1. You’ll likely need to apply for Medicare during your Initial Enrollment Period
While a select few can skip their Initial Enrollment Period (IEP) and enroll in Medicare Part A and Part B later, most people should enroll during their IEP. Your IEP is based on your 65th birthday month.
The enrollment period starts on the 1st of the month three months before your 65th birthday month (four months before if your birthday is on the 1st) and ends three months after your 65th birthday month (two months after if your birthday is on the 1st). For example, if your birthday is on June 16th, your IEP starts on March 1st and ends on September 30th. If your birthday is on June 1st, your IEP starts on February 1st and ends on August 31st.
If you or your spouse continue to actively work past 65 for an employer that has 20+ employees and their insurance covers you, then you can delay Medicare past your IEP without penalty. If you have any other type of coverage, you’ll likely need to enroll during your IEP to avoid penalties.
2. Original Medicare has cost-sharing expenses you’re responsible for
Original Medicare includes Part A and Part B. Both of these parts of Medicare have deductibles, copays, coinsurance, and other cost-sharing expenses that come out of your pocket. Many new Medicare beneficiaries are surprised when they find out Medicare has premiums, let alone cost-sharing expenses. Also, there is no cap to how much you can spend in a year on cost-sharing expenses.
However, there is a way around this. If you enroll in a Medigap plan, most of these cost-sharing expenses are covered for you by a private insurance carrier. For example, Medigap Plan G will cover all of your Original Medicare cost-sharing expenses except for the Part B annual deductible. Another option you have is enrolling in a Medicare Advantage plan. While these plans still have cost-sharing expenses, they have a maximum out of pocket that will limit your spending for the year.
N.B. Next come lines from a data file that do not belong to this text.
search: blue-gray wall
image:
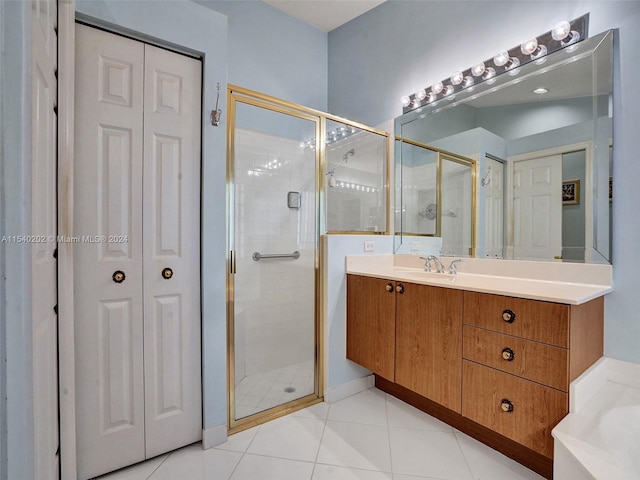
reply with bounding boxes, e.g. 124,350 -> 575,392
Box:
195,0 -> 328,111
329,0 -> 640,363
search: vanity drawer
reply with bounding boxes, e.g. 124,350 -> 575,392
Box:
463,292 -> 570,348
462,325 -> 569,392
462,360 -> 569,458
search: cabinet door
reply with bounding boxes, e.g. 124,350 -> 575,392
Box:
396,283 -> 462,413
462,360 -> 569,458
347,275 -> 396,381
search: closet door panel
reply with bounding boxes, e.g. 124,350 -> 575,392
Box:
143,45 -> 202,457
71,25 -> 145,479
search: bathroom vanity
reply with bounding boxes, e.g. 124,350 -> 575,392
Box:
347,255 -> 611,478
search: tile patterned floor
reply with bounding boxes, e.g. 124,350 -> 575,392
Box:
100,388 -> 542,480
235,360 -> 314,418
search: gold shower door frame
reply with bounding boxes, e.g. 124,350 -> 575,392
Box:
226,85 -> 325,433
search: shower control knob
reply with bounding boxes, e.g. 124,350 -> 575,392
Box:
162,267 -> 173,280
502,347 -> 516,362
500,398 -> 514,413
502,310 -> 516,323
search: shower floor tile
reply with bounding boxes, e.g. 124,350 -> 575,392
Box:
235,360 -> 314,418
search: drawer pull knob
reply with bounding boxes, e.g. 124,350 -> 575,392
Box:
502,347 -> 516,362
500,398 -> 513,413
502,310 -> 516,323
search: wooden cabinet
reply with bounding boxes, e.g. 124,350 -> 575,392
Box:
347,275 -> 396,381
462,360 -> 568,458
462,292 -> 604,458
347,274 -> 604,478
347,275 -> 462,412
395,283 -> 463,413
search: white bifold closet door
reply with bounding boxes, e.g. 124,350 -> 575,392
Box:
74,25 -> 202,479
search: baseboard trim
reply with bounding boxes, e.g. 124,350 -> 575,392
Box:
324,375 -> 375,403
202,424 -> 227,450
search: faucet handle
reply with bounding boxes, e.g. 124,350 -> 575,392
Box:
420,257 -> 431,272
449,258 -> 462,275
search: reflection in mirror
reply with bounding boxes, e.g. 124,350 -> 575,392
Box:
396,32 -> 613,263
395,141 -> 475,256
325,120 -> 388,233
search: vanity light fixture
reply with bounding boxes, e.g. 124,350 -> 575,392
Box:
402,13 -> 589,113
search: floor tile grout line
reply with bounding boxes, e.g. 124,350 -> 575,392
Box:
227,425 -> 262,480
453,429 -> 475,480
384,393 -> 395,478
147,447 -> 174,480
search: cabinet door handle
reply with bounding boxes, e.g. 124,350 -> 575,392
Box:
502,310 -> 516,323
502,347 -> 516,362
500,398 -> 513,413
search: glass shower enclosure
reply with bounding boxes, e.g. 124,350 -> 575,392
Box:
227,90 -> 321,431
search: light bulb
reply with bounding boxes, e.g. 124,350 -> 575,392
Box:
551,20 -> 571,42
471,62 -> 485,77
504,57 -> 520,70
482,67 -> 496,80
531,45 -> 547,65
520,38 -> 538,55
493,51 -> 509,67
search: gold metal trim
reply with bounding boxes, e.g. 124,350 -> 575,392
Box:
226,86 -> 324,433
228,84 -> 393,235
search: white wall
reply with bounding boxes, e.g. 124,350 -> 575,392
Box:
329,0 -> 640,363
0,2 -> 33,479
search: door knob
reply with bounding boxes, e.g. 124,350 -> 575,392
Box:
500,398 -> 514,413
162,267 -> 173,280
502,347 -> 516,362
502,310 -> 516,323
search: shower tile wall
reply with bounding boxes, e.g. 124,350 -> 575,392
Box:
235,129 -> 316,383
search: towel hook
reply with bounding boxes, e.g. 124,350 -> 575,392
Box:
211,82 -> 222,127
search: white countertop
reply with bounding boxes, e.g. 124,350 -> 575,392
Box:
346,255 -> 613,305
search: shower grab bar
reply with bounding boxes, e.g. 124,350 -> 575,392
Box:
251,250 -> 300,262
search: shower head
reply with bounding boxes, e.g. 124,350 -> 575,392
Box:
342,148 -> 356,163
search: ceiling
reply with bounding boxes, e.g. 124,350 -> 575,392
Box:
262,0 -> 385,32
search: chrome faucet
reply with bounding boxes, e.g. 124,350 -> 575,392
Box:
449,258 -> 462,275
425,255 -> 444,273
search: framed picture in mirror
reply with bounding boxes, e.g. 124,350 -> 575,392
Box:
562,179 -> 580,205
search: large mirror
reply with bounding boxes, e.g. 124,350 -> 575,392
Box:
395,31 -> 613,263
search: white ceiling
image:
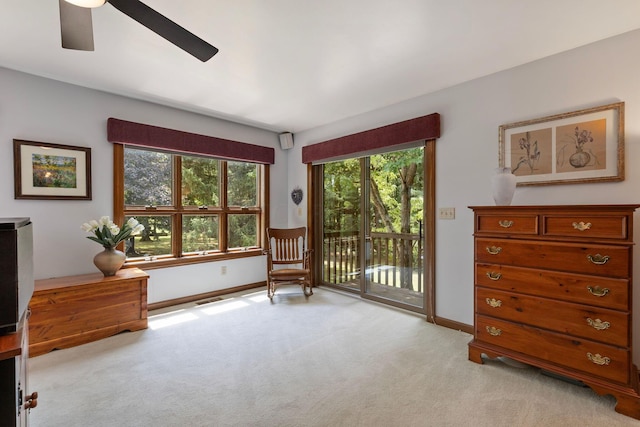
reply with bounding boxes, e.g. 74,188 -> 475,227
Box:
0,0 -> 640,132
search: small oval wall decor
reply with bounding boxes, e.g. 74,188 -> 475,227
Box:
291,187 -> 302,205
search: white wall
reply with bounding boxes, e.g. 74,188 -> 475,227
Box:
0,68 -> 288,302
289,31 -> 640,359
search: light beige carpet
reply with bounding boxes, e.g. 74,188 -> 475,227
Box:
29,287 -> 640,427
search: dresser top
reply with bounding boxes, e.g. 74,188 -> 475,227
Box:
469,204 -> 640,212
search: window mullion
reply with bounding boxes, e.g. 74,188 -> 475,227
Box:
218,161 -> 229,252
171,154 -> 183,258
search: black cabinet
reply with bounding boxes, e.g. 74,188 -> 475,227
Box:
0,218 -> 37,427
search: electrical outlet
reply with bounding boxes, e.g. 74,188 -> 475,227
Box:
438,208 -> 456,219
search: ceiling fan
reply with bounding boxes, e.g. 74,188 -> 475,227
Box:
59,0 -> 218,62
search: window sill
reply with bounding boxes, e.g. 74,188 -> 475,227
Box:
123,249 -> 264,270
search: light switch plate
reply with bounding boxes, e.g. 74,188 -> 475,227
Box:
438,208 -> 456,219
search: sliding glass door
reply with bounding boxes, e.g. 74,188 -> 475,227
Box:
314,145 -> 426,312
363,147 -> 424,309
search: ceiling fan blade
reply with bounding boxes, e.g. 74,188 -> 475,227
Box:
60,0 -> 93,50
108,0 -> 218,62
3. You still have to have Part B if you have a Medicare Advantage plan
A common misconception people have about Medicare Advantage plans is that they don’t have to continue to pay for Part B if they have this type of plan. People often think this because Medicare Advantage plans take over their Part A and Part B coverage. However, failing to pay your Part B premium would result in the loss of your Part B, and therefore, the loss of your Medicare Advantage plan.
To enroll in and keep your Medicare Advantage plan, you must be enrolled in Part A and Part B. The same is true for Medigap plans as well.
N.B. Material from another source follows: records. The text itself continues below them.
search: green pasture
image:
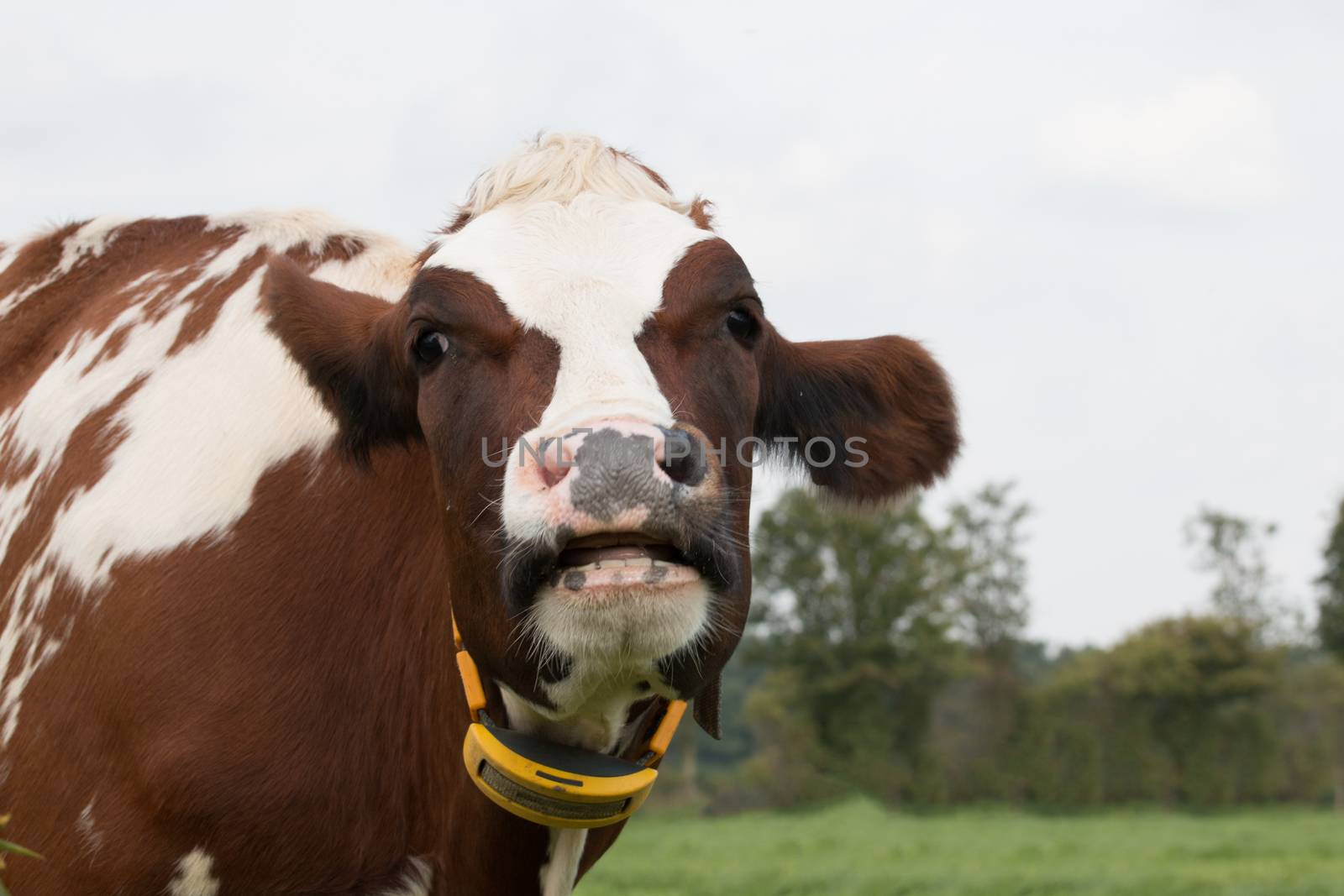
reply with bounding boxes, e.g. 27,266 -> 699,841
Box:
578,800 -> 1344,896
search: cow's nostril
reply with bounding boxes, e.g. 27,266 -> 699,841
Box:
659,428 -> 704,485
542,448 -> 574,489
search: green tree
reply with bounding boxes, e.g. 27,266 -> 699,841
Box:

4. All Part D plans have the coverage gap
Medicare Part D plans, although sold by private insurance carriers, are regulated by Medicare itself. Therefore, Medicare sets the maximum deductible, coverage requirements, and overall cost structure each year. While prices, covered drugs, and other things can vary by plan, all Part D plans share the same structure; they all have a deductible, initial coverage, coverage gap, and catastrophic coverage stage.
Therefore, if you take several medications or a few expensive medications, you may experience the coverage gap, or donut hole, each year. However, if you take no medications or only a few inexpensive ones, you likely won’t enter the coverage gap.
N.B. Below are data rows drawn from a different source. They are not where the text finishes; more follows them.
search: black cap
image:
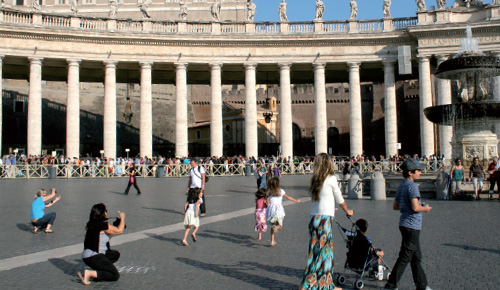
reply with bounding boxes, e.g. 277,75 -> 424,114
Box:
401,158 -> 427,171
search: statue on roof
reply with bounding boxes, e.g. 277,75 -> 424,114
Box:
247,0 -> 257,21
416,0 -> 427,12
349,0 -> 358,19
278,0 -> 288,21
436,0 -> 446,10
210,0 -> 221,21
314,0 -> 325,20
384,0 -> 392,18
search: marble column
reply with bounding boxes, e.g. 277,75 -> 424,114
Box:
139,62 -> 153,157
175,63 -> 188,157
0,55 -> 3,158
245,64 -> 259,158
418,56 -> 434,157
28,57 -> 42,156
279,63 -> 293,158
210,63 -> 224,157
436,55 -> 453,160
383,60 -> 398,157
313,63 -> 328,155
66,59 -> 80,159
103,61 -> 117,158
347,62 -> 363,156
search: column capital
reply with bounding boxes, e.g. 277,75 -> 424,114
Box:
243,62 -> 257,70
174,62 -> 188,69
139,61 -> 153,68
278,62 -> 292,69
313,62 -> 326,69
347,61 -> 361,68
208,62 -> 224,69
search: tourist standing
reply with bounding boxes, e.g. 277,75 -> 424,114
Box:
186,159 -> 207,216
385,158 -> 432,290
469,157 -> 484,200
300,153 -> 354,289
266,177 -> 300,246
78,203 -> 125,285
30,188 -> 61,234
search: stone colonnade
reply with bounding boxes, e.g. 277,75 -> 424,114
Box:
0,56 -> 442,158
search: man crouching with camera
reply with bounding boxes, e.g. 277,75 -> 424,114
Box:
78,203 -> 126,285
5. The Annual Election Period is not for Medigap Open Enrollment
Most Medicare beneficiaries have just one opportunity to enroll in a Medigap plan without having to answer health questions. This one chance is known as your Medigap Open Enrollment. Your Medigap Open Enrollment starts on your Part B effective date and ends six months later. For example, if your Part B begins on June 1st, your Medigap Open Enrollment goes from June 1st until November 30th.
The Annual Election Period (AEP), which occurs from October 15th until December 7th each year, is not another Medigap Open Enrollment window. The AEP is for enrolling in, changing, and dropping Medicare Advantage and Part D plans. While you can apply for a Medigap plan during this timeframe, you will likely have to answer health questions and could be turned down for a pre-existing condition.
With the various important details Medicare has, it’s no wonder why so many feel overwhelmed when starting out. However, it’s essential you educate yourself on how Medicare works as certain Medicare mistakes can cost you time, money, and stress.